Ken Boucher Group

Boucher Group Research

Ken Boucher

Figure 1 Oncogenetic tree model for colon cancer

Ken Boucher has varied research interests in mathematical modeling and statistics.  Three of these are described below

Oncogenetic trees.
We described a simple algorithm for fitting a model of carcinogenesis in which the genetic abnormalities causing the cancer are partially ordered, resulting in a labeled, oriented tree structure. We later applied oncogentic trees to colon tumors (This is joint work with A. Szabo, M. Slattery and C Sweeney, among others).

Analysis of high throughput sequencing data.
Dr. Boucher has an ongoing collaboration with David Nix and Brett Milash to biostatistical and bioinformatics tools for high throughput sequencing data. Examples include existing methods for analysis of Chromatin immunoprecipitation followed by high throughput sequencing (ChIP-Seq) data. Current efforts are underway to take the correlation structure present in sequencing data into account in study design. The average correlation in expression between a random pair of genes may exceed 0.50 in a typical experiment.

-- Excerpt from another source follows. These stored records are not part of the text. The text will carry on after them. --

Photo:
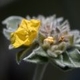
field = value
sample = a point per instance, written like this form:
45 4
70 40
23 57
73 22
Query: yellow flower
26 33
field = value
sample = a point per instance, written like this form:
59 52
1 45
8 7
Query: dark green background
9 69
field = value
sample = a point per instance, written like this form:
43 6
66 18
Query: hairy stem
39 72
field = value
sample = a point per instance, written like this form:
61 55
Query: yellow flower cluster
26 33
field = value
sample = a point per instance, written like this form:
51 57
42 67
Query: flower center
50 40
61 39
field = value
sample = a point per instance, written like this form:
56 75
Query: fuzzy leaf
75 57
12 22
20 55
58 61
23 53
67 60
37 56
7 33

Analysis of longitudinal outcomes in cohorts with high rates of attrition due to death or other clinical events.
Analyses relating treatments and exposures to longitudinal measures of biomarkers, quality-of-life, and other outcomes are often complicated in cancer populations by high rates of attrition due to death or other clinical events. This problem, referred to as “truncation by death” in the statistical literature, often produces biased comparisons of the longitudinal outcomes, particularly when the proportions of subjects with events that terminate follow-up differ between the groups being compared. Dr. Boucher is part of a team that is developing and applying the recently formulated framework of principal stratification to develop improved statistical methodologies to address this problem in collaboration with Tom Greene at the University of Utah and collaborators at MD Anderson Cancer Center, the Cleveland Clinic, and the University of Pennsylvania.